TUSCALOOSA, Ala. —Faculty, staff and students shared their research and teaching related to engaged scholarship during the Engaged Scholarship Showcase on April 11, in the Bryant Conference Center.

Part of the Council on Community-Based Partnerships’ Excellence in Community Engagement Awards, the annual showcase combines faculty, staff and student initiatives in community engagement centered on “The 4 Rs” — Relevance, reciprocity, research and resilience — that form the foundation of engaged scholarship.

Following a musical presentation from the UA Flute Choir, Dr.
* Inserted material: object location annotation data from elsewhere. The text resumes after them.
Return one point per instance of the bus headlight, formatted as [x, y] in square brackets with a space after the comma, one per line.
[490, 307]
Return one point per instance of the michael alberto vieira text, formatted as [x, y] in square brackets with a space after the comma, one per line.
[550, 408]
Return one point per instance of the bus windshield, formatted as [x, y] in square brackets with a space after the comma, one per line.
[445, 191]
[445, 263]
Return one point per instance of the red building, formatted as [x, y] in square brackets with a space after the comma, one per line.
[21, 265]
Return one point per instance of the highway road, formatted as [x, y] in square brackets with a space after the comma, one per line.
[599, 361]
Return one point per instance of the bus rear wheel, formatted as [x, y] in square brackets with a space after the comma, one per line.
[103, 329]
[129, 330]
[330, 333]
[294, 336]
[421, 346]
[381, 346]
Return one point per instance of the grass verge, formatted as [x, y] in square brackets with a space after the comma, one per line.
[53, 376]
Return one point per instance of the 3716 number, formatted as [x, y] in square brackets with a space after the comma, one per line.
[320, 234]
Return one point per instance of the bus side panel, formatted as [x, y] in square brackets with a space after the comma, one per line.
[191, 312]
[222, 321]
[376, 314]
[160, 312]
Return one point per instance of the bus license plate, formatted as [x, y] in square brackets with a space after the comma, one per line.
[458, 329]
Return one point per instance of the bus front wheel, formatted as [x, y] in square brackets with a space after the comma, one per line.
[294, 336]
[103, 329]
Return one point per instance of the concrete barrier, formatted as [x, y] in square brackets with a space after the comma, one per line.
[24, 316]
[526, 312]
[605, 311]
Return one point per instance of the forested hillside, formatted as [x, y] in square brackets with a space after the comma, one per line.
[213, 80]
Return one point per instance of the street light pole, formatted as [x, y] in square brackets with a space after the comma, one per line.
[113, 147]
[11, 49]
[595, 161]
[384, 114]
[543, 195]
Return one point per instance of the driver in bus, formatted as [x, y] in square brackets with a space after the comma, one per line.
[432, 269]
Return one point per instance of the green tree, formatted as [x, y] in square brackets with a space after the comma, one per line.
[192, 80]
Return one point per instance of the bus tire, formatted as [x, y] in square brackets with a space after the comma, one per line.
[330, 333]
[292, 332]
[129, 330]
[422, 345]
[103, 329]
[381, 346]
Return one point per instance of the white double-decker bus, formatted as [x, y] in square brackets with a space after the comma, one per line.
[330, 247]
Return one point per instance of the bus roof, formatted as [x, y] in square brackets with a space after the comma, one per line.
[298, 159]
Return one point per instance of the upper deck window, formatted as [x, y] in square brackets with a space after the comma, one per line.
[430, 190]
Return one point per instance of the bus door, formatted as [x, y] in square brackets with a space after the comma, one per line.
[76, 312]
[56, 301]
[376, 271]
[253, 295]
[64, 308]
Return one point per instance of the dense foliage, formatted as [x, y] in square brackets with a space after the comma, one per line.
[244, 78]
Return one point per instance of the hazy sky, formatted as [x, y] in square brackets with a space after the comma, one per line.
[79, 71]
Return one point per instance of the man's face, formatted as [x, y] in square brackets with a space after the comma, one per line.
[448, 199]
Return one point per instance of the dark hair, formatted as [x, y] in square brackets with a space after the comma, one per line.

Drew Pearl, director of Community Engagement Research and Publications at the Center for Community-Based Partnerships, delivered the welcome.

Each presenter addressed an area represented by one of “The 4 Rs” through their research or teaching.

Several students discussed how they achieve relevance, resilience and reciprocity in their work. For example, Mallory Harrison, a member of the UA Flute Choir and Public Engagement Learning Community (PELC) Fellow, shared how she is collaborating to expand music engagement.

“We really enjoyed going out into our community with the intent to educate and the intent to listen and the intent to learn,” Harrison said.

Edwin Lee, a doctoral student in communication and information sciences and a Community-Engaged Learning Fellow (CELF), discussed the importance of resilience in community-engaged research through his presentation on community engagement and critical reflection of Tuscaloosa’s civil rights history.

Dr. Felicia Smith, a PELC Fellow, expanded on reciprocity through her research in math education. Smith participated in a professional development opportunity to explore math pedagogy for students who are deaf and hard of hearing, from which she shared the reciprocal outcomes.

“We were able to build this community where we’re sharing information and sharing knowledge and sharing what does it mean to be responsive to our students,” Smith said.

Faculty and staff also discussed ways their participation in community engagement professional development programs furthered these principles within their teaching and research.

For example, Dr. Serena Blount, senior instructor and associate director of undergraduate studies in the Department of English, presented on the role of resiliency in community engagement by sharing how her participation in CELF has helped her expand community-engaged learning opportunities within the English department through the development of a new introduction to grant writing course and expanding internship opportunities for students.

“I’ve worked to develop a literature for conducting the [internship] program, when to advertise our internships, how to screen students in advance of making referrals, and then how to make the referrals,” said Blount. “This I will develop into a handbook or manual during the next academic year.”

Diana Quito, a doctoral student in educational psychology; Emily Locke, a doctoral student in anthropology, and Tanvi Padalkar, a master’s student in anthropology, presented their research related to the Carnegie Elective Classifications Research Lab. Quito, Padalkar and Locke are assisting with the data analysis of Carnegie applications for community engagement to operationalize how community engagement is prioritized and defined across universities.

“We’re trying to focus on how colleges and universities examine community engagement and how it is tailored to their specific contexts,” said Padalkar.

The showcase concluded with an informal question-and-answer session to continue discussions on engaged scholarship.